Einer der absoluten Leuchttürme dieser Welt
Wegmann: Nun haben Sie Saul Steinberg, den großen rumänisch-amerikanischen Künstler erwähnt (Red: 1914-1999). Ist er eine Art Inspirationsquelle gewesen?
Niemann: Ich muss zu meiner Scham gestehen, dass ich Steinberg erst im Studium durch meinen Professor Heinz Edelmann kennengelernt habe. Steinberg ist natürlich einer der ganz großen visuellen Erfinder, der so viele verschiedene Stile, und vor allem auch das Spiel mit den Stilen als erzählerisches Mittel mehr ins Leben gebracht hat als andere Leute, die mir jetzt einfallen würden. Da sehe ich eher eine Verwandtschaft auch zu Hockney und zu Picasso im Sinne von Virtuosität und auch von der Art der Uneitelkeit, wie er seinen eigenen Stil zurücknimmt, um verschiedene Dinge zu nehmen, und damit neue Geschichten entstehen zu lassen. Da ist er einer der absoluten Leuchttürme in dieser Welt.

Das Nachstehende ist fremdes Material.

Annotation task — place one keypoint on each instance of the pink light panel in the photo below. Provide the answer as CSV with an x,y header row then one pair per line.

Wegmann: Es gibt dieses bekannte Bild, wo er eine Frau in eine Badewanne hineingezeichnet hat ...
Niemann: ... und wahrscheinlich die meist kopierte Illustration, dieses New-Yorker-Cover View from 9th Avenue, bei dem man die erste Straße ganz groß sieht und dann werden die Straßen nach hinten immer kleiner und am Horizont seh ich nur noch drei Halbkreise, auf denen steht glaube ich Russland, China und New Jersey oder so was in der Art. Dieses Bild gibt es ja wirklich von Stuttgart, Hamburg, Paris, Wladiwostok – von jeder Stadt. Da hat er schon eine absolute Ikone geschaffen.

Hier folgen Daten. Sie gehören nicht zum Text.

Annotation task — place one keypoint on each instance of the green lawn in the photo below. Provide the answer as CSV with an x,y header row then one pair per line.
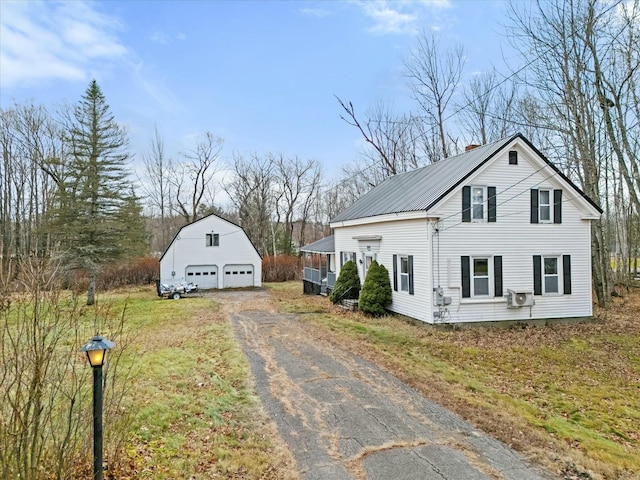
x,y
567,395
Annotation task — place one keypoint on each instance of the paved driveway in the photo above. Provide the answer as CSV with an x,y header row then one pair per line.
x,y
344,418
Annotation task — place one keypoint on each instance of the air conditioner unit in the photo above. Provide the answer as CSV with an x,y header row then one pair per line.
x,y
517,299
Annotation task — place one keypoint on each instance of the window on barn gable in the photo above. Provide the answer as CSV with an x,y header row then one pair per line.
x,y
546,206
213,239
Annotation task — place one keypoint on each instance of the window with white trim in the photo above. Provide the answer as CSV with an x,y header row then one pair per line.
x,y
551,283
477,203
544,205
552,274
480,272
346,256
404,274
213,239
481,276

"Die Schmerzresistenz ist wahrscheinlich nicht trainierbar"
Wegmann: Jetzt haben Sie vorhin gesagt, Sie sitzen unter Umständen drei Stunden vor einem Objekt. Kann man diesen Blick trainieren, ist das eine Sehübung? Und ich sprach ja vorhin auch schon davon, dass die Motive, die Bilder sehr amüsant sind. Ist das Niemannscher Humor, die Dinge genauso zu entdecken?

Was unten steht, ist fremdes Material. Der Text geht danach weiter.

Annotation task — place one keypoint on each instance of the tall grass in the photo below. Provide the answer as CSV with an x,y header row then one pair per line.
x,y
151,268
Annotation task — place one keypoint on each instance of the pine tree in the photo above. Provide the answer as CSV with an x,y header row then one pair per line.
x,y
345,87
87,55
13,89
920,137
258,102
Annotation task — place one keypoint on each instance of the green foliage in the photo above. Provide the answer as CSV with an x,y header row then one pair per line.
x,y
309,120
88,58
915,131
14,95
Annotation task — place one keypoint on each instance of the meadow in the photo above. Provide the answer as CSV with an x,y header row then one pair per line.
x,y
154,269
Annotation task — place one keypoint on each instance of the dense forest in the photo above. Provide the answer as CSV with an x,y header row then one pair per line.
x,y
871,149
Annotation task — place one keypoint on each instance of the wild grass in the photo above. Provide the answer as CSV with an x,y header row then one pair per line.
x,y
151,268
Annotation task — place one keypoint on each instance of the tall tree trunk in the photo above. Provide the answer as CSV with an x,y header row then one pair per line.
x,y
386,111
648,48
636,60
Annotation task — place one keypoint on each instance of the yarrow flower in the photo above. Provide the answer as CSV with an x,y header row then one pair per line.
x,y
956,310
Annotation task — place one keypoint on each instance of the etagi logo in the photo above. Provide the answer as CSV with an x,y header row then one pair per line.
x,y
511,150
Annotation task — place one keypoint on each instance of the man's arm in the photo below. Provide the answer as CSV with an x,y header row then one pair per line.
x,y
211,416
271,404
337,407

Niemann: Es ist auf jeden Fall trainierbar. Die eine Sache, die nicht trainierbar ist, ist wohl die Energie oder, dass man so begeistert von der Grundidee ist, solche Bilder zu machen, dass einem die Frustration egal ist. Ich glaube, das Gleiche gilt für Pianisten und Tänzer und Fußballspieler.
Die Sache, die letztendlich den Unterschied macht, ist, ob ich so lang dran bleibe, dass ich für diese ganzen Ideen, die nicht funktionieren, ob ich da weitermache. Die Schmerzresistenz ist wahrscheinlich nicht trainierbar, alles andere ist trainierbar. Das, was am Schluss passiert, dass sich beim Betrachter der Moment von Verblüffung hoffentlich einstellt, der hat natürlich nichts mit dem Entstehungsprozess zu tun. Ich glaube, das ist oft eine große Quelle von künstlerischer Frustration, dass man den Moment des Kunsterfahrens verwechselt – also ein Buch lesen und das Feuerwerk geht im Kopf ab – im Gegensatz zum Entstehen des Buches, das darin besteht, dass ich das gleiche Wort dreißig Mal im Satz vor, im Satz zurück(schiebe), das Komma dahin, das Adverb rein, das Adverb raus. Das ist ja die Realität des Kreierens. Die Realität des Lesens kann ja ganz emotional, spontan und ganz wild sein, aber das Entstehen eben nicht. Und ich glaube, oft ist dann die Schwierigkeit, wenn man schreibt, zeichnet, dass man denkt: Ich mach was falsch, denn das Lesen fühlt sich doch so toll und so emotional an, warum kann das Kreieren denn nicht genau so sein?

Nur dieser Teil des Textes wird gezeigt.